Enantioenriched Positive Allosteric Modulators Display Distinct Pharmacology at the Dopamine D(1) Receptor.[Pubmed:34206465]

Molecules. 2021 Jun 22;26(13):3799.

(1) Background: Two first-in-class racemic dopamine D(1) receptor (D(1)R) positive allosteric modulator (PAM) chemotypes (1 and 2) were identified from a high-throughput screen. In particular, due to its selectivity for the D(1)R and reported lack of intrinsic activity, compound 2 shows promise as a starting point toward the development of small molecule allosteric modulators to ameliorate the cognitive deficits associated with some neuropsychiatric disease states; (2) Methods: Herein, we describe the enantioenrichment of optical isomers of 2 using chiral auxiliaries derived from (R)- and (S)-3-hydroxy-4,4-dimethyldihydrofuran-2(3H)-one (d- and l-Pantolactone, respectively); (3) Results: We confirm both the racemate and enantiomers of 2 are active and selective for the D(1)R, but that the respective stereoisomers show a significant difference in their affinity and magnitude of positive allosteric cooperativity with dopamine; (4) Conclusions: These data warrant further investigation of asymmetric syntheses of optically pure analogues of 2 for the development of D(1)R PAMs with superior allosteric properties.

Effect of 2-propanol content on solute retention mechanisms determined using amylose tris(3,5-dimethylphenylcarbamate) chiral stationary phase under normal- and reversed-phase conditions.[Pubmed:34087518]
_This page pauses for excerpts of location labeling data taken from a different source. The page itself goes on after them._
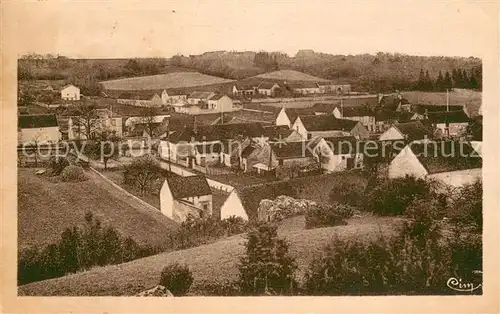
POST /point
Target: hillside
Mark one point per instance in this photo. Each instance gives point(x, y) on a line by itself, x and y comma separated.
point(45, 209)
point(209, 263)
point(163, 81)
point(289, 75)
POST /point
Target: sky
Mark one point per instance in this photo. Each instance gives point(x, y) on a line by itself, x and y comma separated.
point(116, 29)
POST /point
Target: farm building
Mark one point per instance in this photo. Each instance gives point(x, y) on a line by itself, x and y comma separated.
point(328, 126)
point(184, 196)
point(70, 92)
point(448, 162)
point(38, 129)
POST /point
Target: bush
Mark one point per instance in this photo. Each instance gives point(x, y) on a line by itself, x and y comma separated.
point(79, 249)
point(73, 174)
point(391, 197)
point(176, 278)
point(326, 216)
point(267, 267)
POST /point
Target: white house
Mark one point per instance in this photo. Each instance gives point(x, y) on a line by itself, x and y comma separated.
point(411, 131)
point(42, 128)
point(70, 92)
point(328, 126)
point(448, 162)
point(339, 153)
point(358, 113)
point(287, 116)
point(220, 103)
point(184, 196)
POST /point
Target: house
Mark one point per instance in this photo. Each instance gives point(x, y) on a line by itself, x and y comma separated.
point(287, 116)
point(451, 163)
point(104, 121)
point(327, 87)
point(281, 133)
point(196, 97)
point(184, 196)
point(241, 90)
point(244, 201)
point(70, 92)
point(42, 128)
point(449, 123)
point(328, 126)
point(267, 89)
point(172, 98)
point(220, 103)
point(358, 113)
point(338, 153)
point(407, 131)
point(304, 88)
point(207, 154)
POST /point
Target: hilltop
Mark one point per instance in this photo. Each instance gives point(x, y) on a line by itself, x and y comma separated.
point(46, 208)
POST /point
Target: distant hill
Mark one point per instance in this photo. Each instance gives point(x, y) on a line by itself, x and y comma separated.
point(163, 81)
point(289, 75)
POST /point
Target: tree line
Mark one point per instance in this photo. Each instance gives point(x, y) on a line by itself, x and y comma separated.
point(459, 78)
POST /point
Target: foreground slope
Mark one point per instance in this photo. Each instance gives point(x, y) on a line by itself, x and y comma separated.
point(45, 209)
point(212, 263)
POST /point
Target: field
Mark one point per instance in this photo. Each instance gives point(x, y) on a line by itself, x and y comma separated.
point(45, 209)
point(216, 262)
point(289, 75)
point(163, 81)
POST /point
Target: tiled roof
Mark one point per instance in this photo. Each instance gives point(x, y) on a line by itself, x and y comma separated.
point(182, 187)
point(414, 130)
point(37, 121)
point(446, 156)
point(448, 117)
point(327, 123)
point(288, 150)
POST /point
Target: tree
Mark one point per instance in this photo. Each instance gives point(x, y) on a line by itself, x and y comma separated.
point(267, 267)
point(448, 84)
point(86, 120)
point(142, 172)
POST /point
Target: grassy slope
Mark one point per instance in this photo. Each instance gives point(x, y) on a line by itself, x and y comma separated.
point(170, 80)
point(209, 263)
point(45, 209)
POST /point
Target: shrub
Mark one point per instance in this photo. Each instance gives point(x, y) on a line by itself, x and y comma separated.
point(391, 197)
point(325, 216)
point(267, 267)
point(73, 174)
point(176, 278)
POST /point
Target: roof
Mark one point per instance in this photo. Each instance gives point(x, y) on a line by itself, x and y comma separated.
point(288, 150)
point(414, 130)
point(355, 111)
point(299, 85)
point(208, 148)
point(327, 123)
point(182, 187)
point(200, 95)
point(446, 156)
point(37, 121)
point(293, 113)
point(251, 196)
point(277, 131)
point(448, 117)
point(422, 108)
point(266, 85)
point(342, 145)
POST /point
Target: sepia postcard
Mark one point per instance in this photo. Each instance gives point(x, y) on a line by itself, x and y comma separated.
point(250, 156)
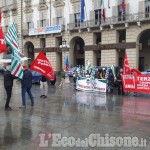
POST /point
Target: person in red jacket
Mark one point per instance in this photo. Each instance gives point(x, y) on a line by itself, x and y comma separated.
point(43, 86)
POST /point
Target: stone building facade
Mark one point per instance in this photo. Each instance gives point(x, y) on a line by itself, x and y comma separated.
point(44, 24)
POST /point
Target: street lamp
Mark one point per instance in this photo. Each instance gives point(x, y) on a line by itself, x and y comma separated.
point(64, 48)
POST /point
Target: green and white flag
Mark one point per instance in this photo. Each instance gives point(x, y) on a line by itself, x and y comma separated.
point(88, 65)
point(11, 39)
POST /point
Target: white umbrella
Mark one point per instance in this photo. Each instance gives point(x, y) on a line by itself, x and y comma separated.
point(7, 58)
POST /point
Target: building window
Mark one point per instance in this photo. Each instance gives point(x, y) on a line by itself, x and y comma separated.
point(29, 26)
point(147, 9)
point(28, 3)
point(77, 19)
point(43, 23)
point(97, 16)
point(59, 21)
point(121, 13)
point(6, 28)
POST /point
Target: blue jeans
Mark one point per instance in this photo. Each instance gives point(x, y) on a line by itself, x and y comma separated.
point(28, 90)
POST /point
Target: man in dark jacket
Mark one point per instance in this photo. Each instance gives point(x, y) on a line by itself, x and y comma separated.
point(8, 84)
point(26, 85)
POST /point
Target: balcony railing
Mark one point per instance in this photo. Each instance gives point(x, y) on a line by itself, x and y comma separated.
point(5, 8)
point(137, 17)
point(25, 32)
point(27, 3)
point(42, 1)
point(13, 6)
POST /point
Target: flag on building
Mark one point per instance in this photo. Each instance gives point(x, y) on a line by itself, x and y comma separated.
point(88, 66)
point(2, 42)
point(12, 40)
point(126, 67)
point(82, 12)
point(42, 65)
point(67, 63)
point(122, 6)
point(103, 14)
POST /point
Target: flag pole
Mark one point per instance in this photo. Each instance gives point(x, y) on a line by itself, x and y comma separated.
point(108, 3)
point(86, 15)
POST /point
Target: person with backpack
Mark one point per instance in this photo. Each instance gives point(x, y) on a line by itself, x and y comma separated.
point(62, 76)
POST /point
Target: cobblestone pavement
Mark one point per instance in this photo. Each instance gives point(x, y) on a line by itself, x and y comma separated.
point(72, 114)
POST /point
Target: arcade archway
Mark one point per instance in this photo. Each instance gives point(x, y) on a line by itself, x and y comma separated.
point(77, 54)
point(29, 52)
point(144, 50)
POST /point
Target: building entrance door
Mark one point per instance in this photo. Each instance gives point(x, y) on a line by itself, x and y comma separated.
point(80, 61)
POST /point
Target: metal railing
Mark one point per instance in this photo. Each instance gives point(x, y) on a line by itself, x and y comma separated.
point(136, 17)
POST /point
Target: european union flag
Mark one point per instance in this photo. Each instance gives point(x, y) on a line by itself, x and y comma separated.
point(82, 13)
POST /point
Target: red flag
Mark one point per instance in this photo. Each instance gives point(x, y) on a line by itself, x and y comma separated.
point(126, 67)
point(42, 65)
point(2, 43)
point(123, 5)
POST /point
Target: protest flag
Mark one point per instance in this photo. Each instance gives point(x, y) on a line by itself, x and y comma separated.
point(42, 65)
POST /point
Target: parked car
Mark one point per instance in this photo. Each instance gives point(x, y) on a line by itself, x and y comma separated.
point(147, 71)
point(36, 76)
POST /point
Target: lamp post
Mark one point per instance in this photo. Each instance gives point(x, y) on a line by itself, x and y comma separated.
point(64, 48)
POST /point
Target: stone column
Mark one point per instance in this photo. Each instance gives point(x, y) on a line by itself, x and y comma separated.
point(109, 57)
point(133, 57)
point(91, 57)
point(52, 58)
point(19, 23)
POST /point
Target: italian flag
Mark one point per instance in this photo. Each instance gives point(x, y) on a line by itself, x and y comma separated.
point(102, 9)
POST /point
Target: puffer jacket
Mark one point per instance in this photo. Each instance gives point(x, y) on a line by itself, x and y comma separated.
point(26, 82)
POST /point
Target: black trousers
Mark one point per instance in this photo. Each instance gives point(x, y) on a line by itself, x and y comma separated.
point(120, 89)
point(8, 92)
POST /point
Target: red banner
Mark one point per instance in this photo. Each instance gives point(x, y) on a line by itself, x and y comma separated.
point(126, 67)
point(2, 43)
point(42, 65)
point(136, 83)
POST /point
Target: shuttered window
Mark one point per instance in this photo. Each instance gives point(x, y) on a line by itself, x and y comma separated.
point(97, 16)
point(121, 13)
point(147, 9)
point(77, 19)
point(43, 23)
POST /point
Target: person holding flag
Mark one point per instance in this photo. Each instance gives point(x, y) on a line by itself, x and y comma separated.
point(26, 85)
point(8, 84)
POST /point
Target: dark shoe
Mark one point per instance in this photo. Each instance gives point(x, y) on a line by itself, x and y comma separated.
point(8, 109)
point(42, 95)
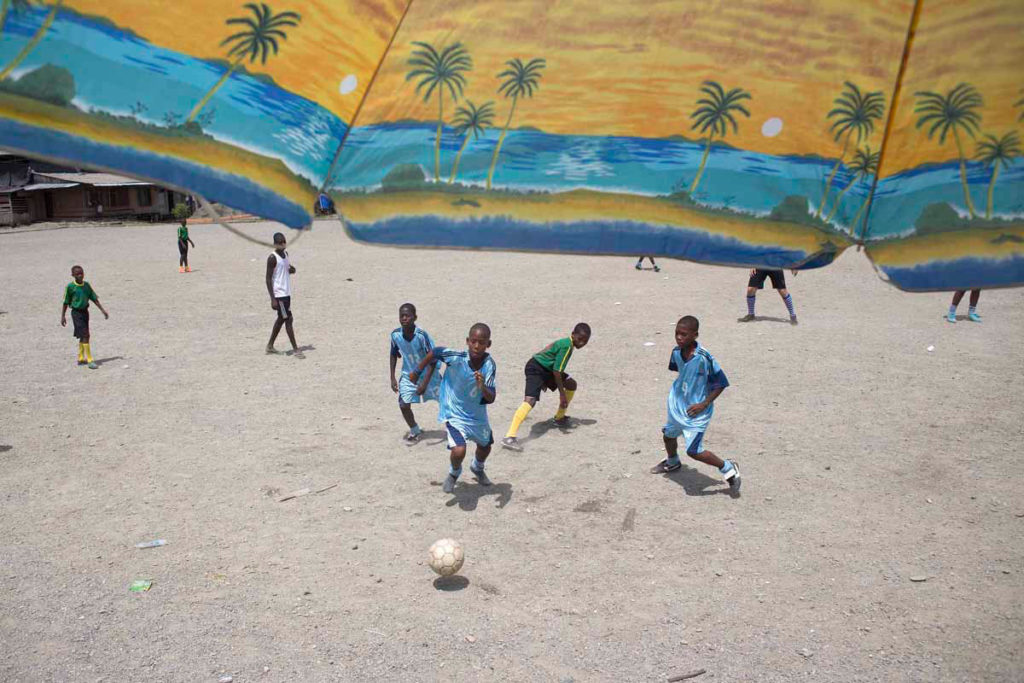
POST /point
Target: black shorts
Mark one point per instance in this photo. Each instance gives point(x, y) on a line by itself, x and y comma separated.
point(284, 307)
point(540, 379)
point(758, 279)
point(80, 318)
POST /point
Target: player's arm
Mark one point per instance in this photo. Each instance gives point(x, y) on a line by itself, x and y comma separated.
point(270, 263)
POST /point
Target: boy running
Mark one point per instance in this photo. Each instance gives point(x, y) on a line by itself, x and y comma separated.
point(183, 240)
point(691, 400)
point(279, 285)
point(466, 389)
point(412, 344)
point(757, 282)
point(546, 371)
point(972, 311)
point(78, 294)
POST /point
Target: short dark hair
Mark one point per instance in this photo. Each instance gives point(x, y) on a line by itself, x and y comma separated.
point(689, 322)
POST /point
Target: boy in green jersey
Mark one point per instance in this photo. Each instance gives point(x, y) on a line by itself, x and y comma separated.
point(181, 213)
point(546, 370)
point(78, 294)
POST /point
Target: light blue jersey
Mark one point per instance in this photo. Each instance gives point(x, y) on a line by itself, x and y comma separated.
point(461, 402)
point(697, 377)
point(411, 352)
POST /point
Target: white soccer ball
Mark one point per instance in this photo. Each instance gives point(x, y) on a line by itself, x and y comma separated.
point(446, 556)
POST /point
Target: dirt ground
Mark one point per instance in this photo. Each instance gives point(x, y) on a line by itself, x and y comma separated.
point(868, 463)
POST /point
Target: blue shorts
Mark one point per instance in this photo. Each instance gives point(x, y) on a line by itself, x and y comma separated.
point(481, 435)
point(407, 390)
point(692, 437)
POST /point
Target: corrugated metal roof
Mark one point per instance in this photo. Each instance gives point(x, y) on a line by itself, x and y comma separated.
point(94, 179)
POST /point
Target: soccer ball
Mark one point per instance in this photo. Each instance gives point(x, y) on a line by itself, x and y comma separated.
point(446, 556)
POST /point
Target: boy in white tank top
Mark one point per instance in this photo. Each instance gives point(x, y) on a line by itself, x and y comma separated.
point(279, 286)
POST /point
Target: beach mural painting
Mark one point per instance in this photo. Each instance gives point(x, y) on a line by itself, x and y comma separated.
point(749, 133)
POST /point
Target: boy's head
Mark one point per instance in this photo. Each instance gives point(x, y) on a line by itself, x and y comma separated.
point(581, 335)
point(478, 341)
point(686, 331)
point(407, 315)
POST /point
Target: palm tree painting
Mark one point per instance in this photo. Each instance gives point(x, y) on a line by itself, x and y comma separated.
point(854, 114)
point(864, 163)
point(470, 120)
point(439, 71)
point(22, 5)
point(714, 115)
point(256, 40)
point(993, 152)
point(520, 81)
point(953, 112)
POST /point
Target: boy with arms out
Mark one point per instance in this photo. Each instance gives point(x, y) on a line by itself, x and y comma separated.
point(78, 294)
point(467, 387)
point(279, 285)
point(691, 400)
point(412, 344)
point(546, 371)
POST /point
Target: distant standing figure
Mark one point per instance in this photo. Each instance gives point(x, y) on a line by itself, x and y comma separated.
point(279, 285)
point(757, 282)
point(183, 240)
point(972, 312)
point(639, 264)
point(78, 294)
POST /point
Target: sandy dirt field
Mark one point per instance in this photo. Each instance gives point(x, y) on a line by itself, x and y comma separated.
point(867, 461)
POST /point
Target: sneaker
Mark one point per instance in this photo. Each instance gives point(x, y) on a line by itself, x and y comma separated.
point(481, 476)
point(732, 476)
point(664, 467)
point(512, 443)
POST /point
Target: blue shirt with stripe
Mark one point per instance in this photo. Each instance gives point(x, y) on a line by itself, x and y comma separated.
point(461, 402)
point(697, 377)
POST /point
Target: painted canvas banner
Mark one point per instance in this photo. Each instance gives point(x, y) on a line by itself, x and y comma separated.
point(749, 133)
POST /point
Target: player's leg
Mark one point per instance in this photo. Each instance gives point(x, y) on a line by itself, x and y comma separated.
point(570, 387)
point(957, 296)
point(477, 465)
point(972, 312)
point(457, 450)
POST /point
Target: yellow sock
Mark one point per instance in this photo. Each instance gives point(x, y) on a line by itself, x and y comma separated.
point(568, 399)
point(517, 419)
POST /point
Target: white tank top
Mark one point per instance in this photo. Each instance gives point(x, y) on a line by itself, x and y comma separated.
point(282, 278)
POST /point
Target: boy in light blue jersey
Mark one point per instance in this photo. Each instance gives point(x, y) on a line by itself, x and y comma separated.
point(412, 345)
point(466, 389)
point(691, 401)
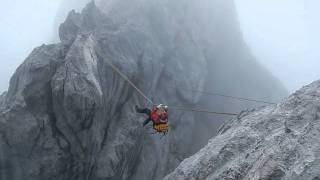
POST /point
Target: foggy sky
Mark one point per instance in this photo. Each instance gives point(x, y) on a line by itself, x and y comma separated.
point(282, 34)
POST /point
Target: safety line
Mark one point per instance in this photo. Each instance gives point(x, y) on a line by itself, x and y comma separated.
point(202, 111)
point(181, 108)
point(129, 81)
point(222, 95)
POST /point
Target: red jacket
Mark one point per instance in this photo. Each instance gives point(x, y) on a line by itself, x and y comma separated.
point(159, 118)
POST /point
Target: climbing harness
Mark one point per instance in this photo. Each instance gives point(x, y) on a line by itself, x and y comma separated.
point(161, 128)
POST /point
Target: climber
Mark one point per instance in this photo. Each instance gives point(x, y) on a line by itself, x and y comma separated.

J Chromatogr A. 2021 Aug 2;1650:462226.

The electrostatic interactions between chiral solutes and polysaccharide (PS)-based chiral selectors are the key to achieving chiral recognition; however, PS-based sorbents, derivatized of phenyl moieties, can exhibit considerably non-polar characteristics, and they are also useful for the separation of enantiomers in the reversed-phase mode. In this study, an immobilized amylose 3,5-dimethylphenylcarbamate-based sorbent was used to investigate the balance between electrostatic interactions and solvophobic interactions, with complementary effects on solute retention behavior when the isopropanol (IPA) concentration was altered. It was proposed that in both normal- and reversed-phase modes, information on the retention mechanisms could be obtained by observing the curvature of the logarithm of the retention factor versus the logarithm of the IPA concentration, and the slope values of the curves were related to the number of displaced IPA molecules upon solute adsorption. Using the proposed model and the two-site adsorption model, the retention behaviors of Pantolactone (PL) enantiomers in both normal- and reversed-phase modes were investigated. The PL-sorbent interactions were classified into four types: electrostatic/enantioselective, electrostatic/nonselective, solvophobic/enantioselective, and solvophobic/nonselective. At IPA concentrations below 50 vol.% in n-hexane, the retention behaviors of PL were dominated by electrostatic/enantioselective sites, whereas at IPA concentrations beyond 50 vol.%, the solvophobic interactions of PL-sorbent were strengthened and mostly nonselective. By contrast, in the reversed-phase mode, a reverse in the enantiomeric elution order of PL was observed at 10 vol.% IPA, and considerably different enantioselectivity behaviors were found below and above 20 vol.%, indicating an abrupt change in the sorbent molecular environment. At IPA concentrations beyond 40 vol.%, the presence of PL-sorbent electrostatic interactions enhanced chiral recognition.